We see the changes every day. Retail store closures are becoming a regular occurrence, including Toys R Us, Sam’s Club, Kmart, Target and many others. Some are being impacted by e-commerce giants like Amazon, but it is more than that. How many people do you know that order their everyday groceries online and swing by to pick them up on their way home or, better yet, have them delivered to their door? Check out the stores you frequent, and you may have noticed that where before they might have had a couple of self-checkout lanes; now self-checkout options outnumber the cashiers. This is not to mention the astronomical leaps and bounds that are being made by companies experimenting with completely automated stores and drone deliveries.

It has all started happening under our noses. You would see an article here and there about some new innovations, like successful runs of self-driving 18-wheeler deliveries, 2,500 sqft homes being built in days with a 3D printer and at a fraction of the cost, and employees working side-by-side with a leased robot on a production line. This has been a boon for corporations that have been pained with the struggles of finding enough qualified workers. These innovations allow them to wash their hands of the daily labor disputes, chronic late-comers, sexual harassment investigations, injuries, and payroll.

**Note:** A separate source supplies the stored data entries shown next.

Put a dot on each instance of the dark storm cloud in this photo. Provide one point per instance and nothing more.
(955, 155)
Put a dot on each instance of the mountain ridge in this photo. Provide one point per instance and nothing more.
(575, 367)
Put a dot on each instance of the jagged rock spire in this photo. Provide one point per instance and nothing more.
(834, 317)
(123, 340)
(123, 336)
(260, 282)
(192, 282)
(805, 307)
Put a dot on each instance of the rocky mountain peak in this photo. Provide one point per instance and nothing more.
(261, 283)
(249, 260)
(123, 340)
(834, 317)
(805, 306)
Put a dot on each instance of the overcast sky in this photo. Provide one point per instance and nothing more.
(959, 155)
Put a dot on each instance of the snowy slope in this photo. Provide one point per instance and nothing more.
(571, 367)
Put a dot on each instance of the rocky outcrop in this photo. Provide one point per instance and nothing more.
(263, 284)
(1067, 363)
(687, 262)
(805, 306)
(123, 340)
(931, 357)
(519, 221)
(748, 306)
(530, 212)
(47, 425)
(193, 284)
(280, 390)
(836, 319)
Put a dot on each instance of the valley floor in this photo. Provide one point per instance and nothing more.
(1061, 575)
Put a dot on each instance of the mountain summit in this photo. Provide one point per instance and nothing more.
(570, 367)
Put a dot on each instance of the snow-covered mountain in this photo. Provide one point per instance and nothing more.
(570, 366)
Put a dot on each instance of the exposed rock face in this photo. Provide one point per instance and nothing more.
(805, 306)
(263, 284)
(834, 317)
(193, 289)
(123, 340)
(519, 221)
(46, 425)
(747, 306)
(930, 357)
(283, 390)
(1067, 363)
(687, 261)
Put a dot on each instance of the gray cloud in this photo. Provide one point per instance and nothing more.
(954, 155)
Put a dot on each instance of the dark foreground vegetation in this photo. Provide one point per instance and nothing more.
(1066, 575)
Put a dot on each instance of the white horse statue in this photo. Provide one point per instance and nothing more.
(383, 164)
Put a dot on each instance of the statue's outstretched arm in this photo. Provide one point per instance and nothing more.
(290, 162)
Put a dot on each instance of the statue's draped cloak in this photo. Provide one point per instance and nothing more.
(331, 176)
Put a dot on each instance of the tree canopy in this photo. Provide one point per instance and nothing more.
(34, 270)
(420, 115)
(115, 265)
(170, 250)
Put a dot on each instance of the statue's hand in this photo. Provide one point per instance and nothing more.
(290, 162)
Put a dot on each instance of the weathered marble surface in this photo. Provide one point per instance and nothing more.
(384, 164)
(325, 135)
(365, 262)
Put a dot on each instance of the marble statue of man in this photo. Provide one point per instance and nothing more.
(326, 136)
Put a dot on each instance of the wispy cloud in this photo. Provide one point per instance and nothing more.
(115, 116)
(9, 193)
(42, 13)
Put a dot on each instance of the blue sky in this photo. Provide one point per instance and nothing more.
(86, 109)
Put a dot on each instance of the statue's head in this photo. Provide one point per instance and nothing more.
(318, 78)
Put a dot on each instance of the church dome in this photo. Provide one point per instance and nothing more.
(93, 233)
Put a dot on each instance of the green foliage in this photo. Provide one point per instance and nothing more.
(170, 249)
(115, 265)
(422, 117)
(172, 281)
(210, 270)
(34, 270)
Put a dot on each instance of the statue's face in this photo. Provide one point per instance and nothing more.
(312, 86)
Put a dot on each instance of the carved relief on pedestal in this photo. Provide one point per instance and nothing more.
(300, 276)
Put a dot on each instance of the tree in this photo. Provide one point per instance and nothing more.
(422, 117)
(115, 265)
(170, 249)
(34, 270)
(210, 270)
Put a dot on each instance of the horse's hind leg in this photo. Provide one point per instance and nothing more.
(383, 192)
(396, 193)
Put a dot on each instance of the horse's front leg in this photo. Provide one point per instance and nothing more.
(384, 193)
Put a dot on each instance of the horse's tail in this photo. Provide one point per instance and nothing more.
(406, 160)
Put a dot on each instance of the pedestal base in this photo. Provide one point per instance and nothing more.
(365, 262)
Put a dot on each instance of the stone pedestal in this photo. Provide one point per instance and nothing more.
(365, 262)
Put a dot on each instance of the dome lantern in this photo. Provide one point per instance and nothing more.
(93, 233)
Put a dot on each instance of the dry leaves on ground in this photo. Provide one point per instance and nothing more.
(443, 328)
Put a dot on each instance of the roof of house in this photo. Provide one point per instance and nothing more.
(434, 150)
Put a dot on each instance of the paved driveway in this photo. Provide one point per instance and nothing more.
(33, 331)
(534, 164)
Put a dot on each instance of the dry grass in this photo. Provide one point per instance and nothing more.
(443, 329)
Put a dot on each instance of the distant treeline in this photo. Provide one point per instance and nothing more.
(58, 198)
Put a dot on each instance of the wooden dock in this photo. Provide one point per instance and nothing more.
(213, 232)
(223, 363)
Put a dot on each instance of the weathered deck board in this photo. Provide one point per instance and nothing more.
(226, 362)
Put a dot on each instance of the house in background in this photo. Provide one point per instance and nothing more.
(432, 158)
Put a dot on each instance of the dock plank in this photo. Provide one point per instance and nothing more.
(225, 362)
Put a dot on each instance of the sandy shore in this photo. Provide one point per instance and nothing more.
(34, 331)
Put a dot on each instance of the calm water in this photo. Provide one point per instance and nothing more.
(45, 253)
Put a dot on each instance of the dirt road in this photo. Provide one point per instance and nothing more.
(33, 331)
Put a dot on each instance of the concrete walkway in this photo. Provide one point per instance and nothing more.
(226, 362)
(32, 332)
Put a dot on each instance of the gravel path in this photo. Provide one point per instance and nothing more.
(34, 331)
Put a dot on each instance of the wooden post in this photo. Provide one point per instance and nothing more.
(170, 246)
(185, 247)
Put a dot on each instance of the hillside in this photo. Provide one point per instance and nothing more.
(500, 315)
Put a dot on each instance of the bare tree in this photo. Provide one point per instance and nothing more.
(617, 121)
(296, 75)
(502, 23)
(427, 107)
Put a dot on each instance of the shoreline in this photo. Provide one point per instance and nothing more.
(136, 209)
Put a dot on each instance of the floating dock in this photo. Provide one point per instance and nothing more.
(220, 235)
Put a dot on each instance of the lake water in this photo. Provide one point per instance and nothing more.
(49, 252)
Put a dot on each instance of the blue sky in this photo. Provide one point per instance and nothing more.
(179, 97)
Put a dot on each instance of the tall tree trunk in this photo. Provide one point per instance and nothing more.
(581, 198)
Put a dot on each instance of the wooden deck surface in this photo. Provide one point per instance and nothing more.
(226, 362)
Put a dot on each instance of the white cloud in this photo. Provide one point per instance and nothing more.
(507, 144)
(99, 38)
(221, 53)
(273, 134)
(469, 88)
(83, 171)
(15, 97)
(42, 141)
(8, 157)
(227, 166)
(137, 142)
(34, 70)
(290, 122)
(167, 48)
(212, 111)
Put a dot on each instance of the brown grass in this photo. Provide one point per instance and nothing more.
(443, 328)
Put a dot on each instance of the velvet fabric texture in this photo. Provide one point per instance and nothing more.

It is all about to change! In the arena of workforce development planning, the traditional approach has been to follow the data trends. In this scenario, the data will be challenged to paint the picture quickly enough. And I fear that so many will be caught completely by surprise. Many will wonder why, as the stock market and economy seem to be buzzing along, the unemployment and under-employment rate is going to start to rise in certain sectors, and while I foresee retail to be the most glaring in 2018, it will also be seen in manufacturing, transportation, and construction.

So where do we go from here? We are looking heavily at industries and the staffing patterns, such as cashiers and floor staff in the retail industry. Identifying the capacity to move individuals to other industries and occupations. Lower wage positions where workers live check-to-check afford little room to engage in full-time training upgrades. We need to look at opportunities in other industries that might be more insulated and where there is a high level of transferable skills to soften the blow, such as hospitality, where customers expending disposable income are more interested in face-to-face interaction and less impressed with companies saving money through innovation. But this will not be nearly enough.

There will be no single or simple answer to addressing the changing face of the labor market. Studies have begun around the world and even some limited experimentation to prepare for a post-labor economy. However, it still seems like some far-off in the future for most and still seems mostly theoretical. There has been little discussion about the transition period – what happens to these workers and their families in the short-term and over the next 18 months or 5, 10, and 15 years. Efforts to anticipate the changes and adapt quickly will be critical to the nation.